Nos detenemos al pie del puente adoquinado; del otro lado, el pelotón de aldeanos hace lo mismo. Durante un momento nos quedamos mirándonos unos a otros. Sus rostros rollizos tienen un aspecto saludable. Muchos, con el pelo despeinado, aún van en pijama. De sus mejillas emana calidez. Son un mar de sonrisas. Un hombre grandullón, con una barriga que le cuelga por la cintura, se separa de la multitud. Durante una fracción de segundo, se me paraliza el corazón. Queda claro que este señor corpulento no es mi padre. Él nos examina durante un segundo, después se echa hacia atrás, abre los brazos hacia los lados y suelta una carcajada. Se trata de una risa campechana y alegre. A medida que se acerca a nosotros por el arco del puente, su corpulencia es cada vez mayor. Con el rostro radiante, a mitad de camino, extiende un brazo y nos saluda con voz profunda y sonora.
—Bienvenidos a la Misión. Os estábamos esperando. —Se detiene a unos pasos. Su presencia es arrolladora y su carisma se desprende como gotas de lluvia que caen de un paraguas. Su silueta bloquea el sol a punto de salir; bajo su sombra, la temperatura baja un grado. Pero sólo por un instante. Cambia de posición de inmediato, como si se hubiera dado cuenta. Nos mira desde arriba, y su expresión sonriente duda. Intenta descubrir quién es el líder del grupo. Primero mira a Epap, pasa de largo a Sissy, se detiene en mí, vuelve a Epap, y después, al final, se concentra en mí reafirmando su sonrisa—. Me llamo Krugman. Es un enorme placer conoceros. ¡Un gusto indescriptible! —Al darme la mano, fornida y musculosa, la mía desaparece. Aun así, tiene una piel suave, afeminada—. ¿Vamos? —Entonces se aparta a un lado y con el brazo nos indica el camino. El puente se arquea ante nosotros como un arcoíris que termina en un mar de sonrisas.
Al principio con precaución, pero cada vez con mayor entusiasmo, empezamos a cruzar. Después de haber pasado toda su vida en el Domo, Sissy y los chicos nunca han caminado entre una multitud, y la cautela los obliga a detenerse un momento. Desde aquí llegan unos aromas de comida que no había olido nunca hasta ahora. El estómago nos empieza a rugir.

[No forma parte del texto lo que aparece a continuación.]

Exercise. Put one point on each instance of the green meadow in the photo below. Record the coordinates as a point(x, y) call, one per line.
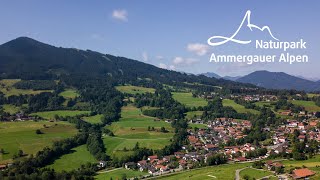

—¡Tiene que ser esto! —grita Ben—. Tiene que serlo. La Tierra de la Leche y de la Miel, de la Fruta y del Sol. —Tira de la manga de Sissy—. Es aquí, ¿no? El lugar al que nos prometió traernos el científico.
Ella no dice nada pero se le ve un brillo húmedo en la mirada.
—Lo es, ¿no? —insiste David.
Por fin, apenas de manera perceptible, asiente.
—Quizá. Aún tenemos que…
Pero eso es lo único que necesitan oír David y Jacob. Acto seguido nos cogen de la mano y tiran de nosotros por el puente. El grupo se separa para permitirnos el paso, aunque sólo un poco. A medida que vamos pasando, los aldeanos se acercan a tocarnos, nos dan palmaditas en la espalda, mueven las cabezas con alegría y nos muestran sus sonrisas perfectas. Miremos a donde miremos, nos topamos con miradas de bienvenida y calidez. En un momento, Ben me tira del brazo. No para de sonreír, y las lágrimas le caen por las mejillas. Me está diciendo algo, pero con el clamor que hay a nuestro alrededor no logro distinguirlo. Me agacho y pillo una frase: «Tierra de la Leche y de la Miel, de la Fruta y del Sol, debemos…». Creo que está en lo cierto. Al salir el sol, y al empezar a hacer más calor y a extenderse la luz por la montaña, por la aldea y entre la multitud de personas sonrientes, al oír las risas confirmadoras que hacen que me vibren los huesos, al descubrir a Sissy sonriéndome con la pureza del cielo más azul, noto una sensación que no se parece a ninguna otra que haya experimentado antes. Siento que he vuelto a casa.